Post Type:news CNN Leads Cable News Nets for Second Presidential Debate | Viamedia

Tuesday night’s Presidential debate averaged 63.2 million viewers, with ABC and CNN leading the way among their broadcast and cable competitors. 

The so-called town hall meeting between Democratic nominee Barack Obama and GOP hopeful John McCain was the 11th most-watched debate of all-time, when the Oct. 2 Vice Presidential debate between Sarah Palin and Joe Biden, which tallied 69.9 million viewers, was factored in, according to Nielsen Media Research data. 

The Oct. 7 forum, moderated by NBC News Tom Brokaw at Belmont University in Nashville, Tenn., outpaced the first McCain-Obama meeting on Sept. 26, which drew 52.4 million, by nearly 21%. Last night’s verbal sparring, televised by ABC, CBS, Fox, NBC, Telemundo, Univision, BBC America, CNBC, CNN, Fox News and MSNBC, beat the second debate between President George Bush and John Kerry on Oct. 8, 2004, which averaged 46.7 million watchers, by 35%. 

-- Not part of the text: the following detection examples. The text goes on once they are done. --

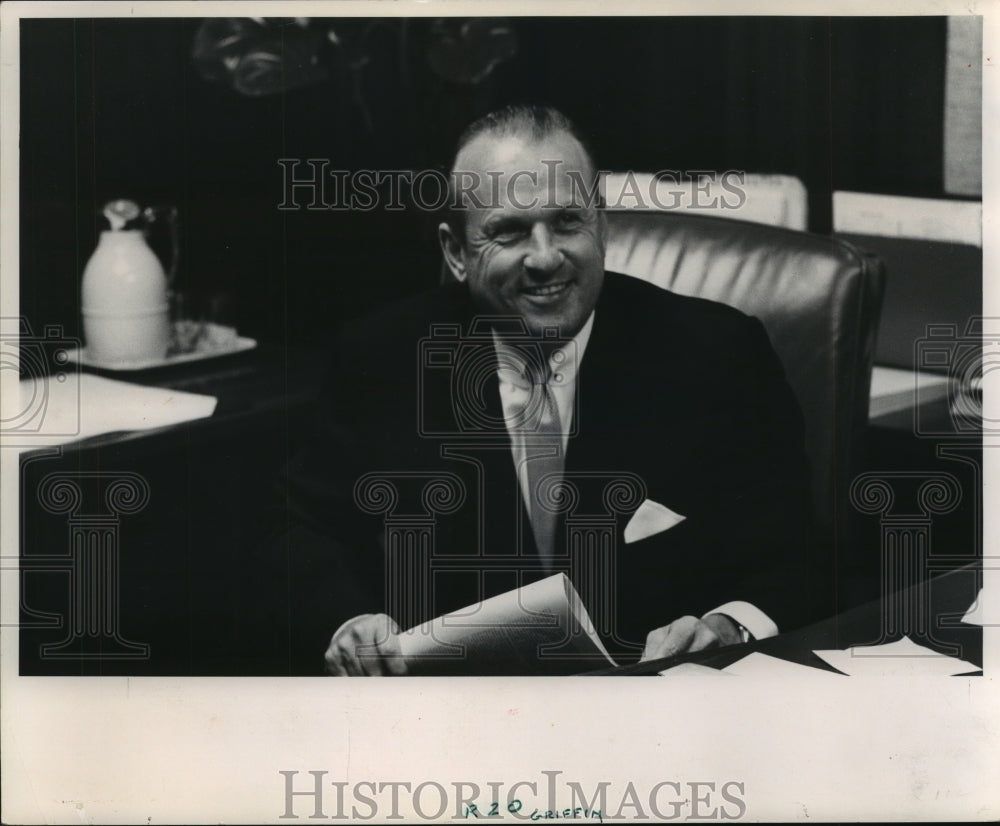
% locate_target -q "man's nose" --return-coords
[524,222,564,275]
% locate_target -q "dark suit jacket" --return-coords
[281,273,809,671]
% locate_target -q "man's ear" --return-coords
[438,223,466,281]
[597,204,608,250]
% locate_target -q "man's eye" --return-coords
[556,212,583,227]
[492,227,525,244]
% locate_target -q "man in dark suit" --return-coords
[287,107,809,674]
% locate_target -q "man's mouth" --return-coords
[521,281,573,298]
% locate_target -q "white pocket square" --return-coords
[625,499,687,545]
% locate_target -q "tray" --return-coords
[66,336,257,371]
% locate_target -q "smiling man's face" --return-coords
[440,132,605,339]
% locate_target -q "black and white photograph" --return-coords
[0,0,1000,824]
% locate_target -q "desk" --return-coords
[593,565,983,676]
[20,346,323,675]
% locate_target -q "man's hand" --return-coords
[640,614,741,662]
[323,614,406,677]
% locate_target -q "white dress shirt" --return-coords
[493,312,778,640]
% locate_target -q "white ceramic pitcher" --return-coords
[80,200,171,365]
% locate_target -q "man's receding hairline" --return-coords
[451,128,597,181]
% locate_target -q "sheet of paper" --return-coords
[3,371,218,450]
[722,651,843,679]
[814,637,982,677]
[659,663,729,677]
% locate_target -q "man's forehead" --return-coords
[455,131,593,180]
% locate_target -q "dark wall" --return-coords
[20,17,945,343]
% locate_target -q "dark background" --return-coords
[20,17,946,344]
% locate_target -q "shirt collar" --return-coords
[493,310,595,386]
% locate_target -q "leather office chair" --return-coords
[605,210,885,600]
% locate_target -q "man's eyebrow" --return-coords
[483,215,530,232]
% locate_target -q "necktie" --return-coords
[525,360,563,570]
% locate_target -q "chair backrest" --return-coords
[605,210,885,546]
[833,192,983,373]
[601,170,809,230]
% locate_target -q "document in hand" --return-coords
[400,574,615,676]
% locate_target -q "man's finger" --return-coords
[642,617,714,660]
[687,620,720,651]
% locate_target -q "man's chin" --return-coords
[522,313,583,339]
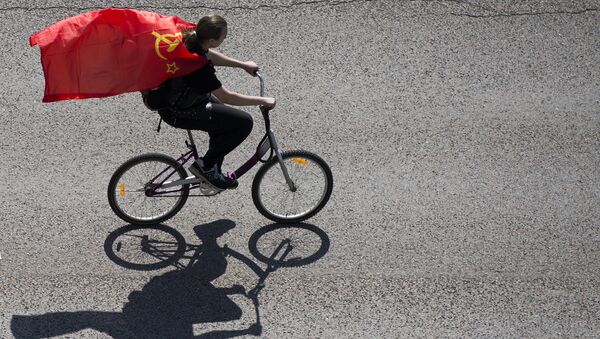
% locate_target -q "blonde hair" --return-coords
[183,14,227,53]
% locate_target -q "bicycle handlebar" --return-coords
[254,71,265,97]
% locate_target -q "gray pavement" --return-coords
[0,0,600,338]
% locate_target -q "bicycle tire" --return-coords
[252,150,333,223]
[107,153,189,225]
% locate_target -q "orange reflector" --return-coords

As for the individual services, ABC made it three for three with the presidential and VP debates. The alphabet network counted 13.2 million viewers from 9 p.m. to 10:35 p.m. (ET), 2.3 million more than NBC’s 10.9 million average, according to Nielsen data. 

CBS was third with 9.44 million, just ahead of CNN’s 9.23 million. Fox News Channel was next at 8.77 million, while broadcast brethren Fox had 5.3 million. MSNBC was seventh at almost 3.77 million.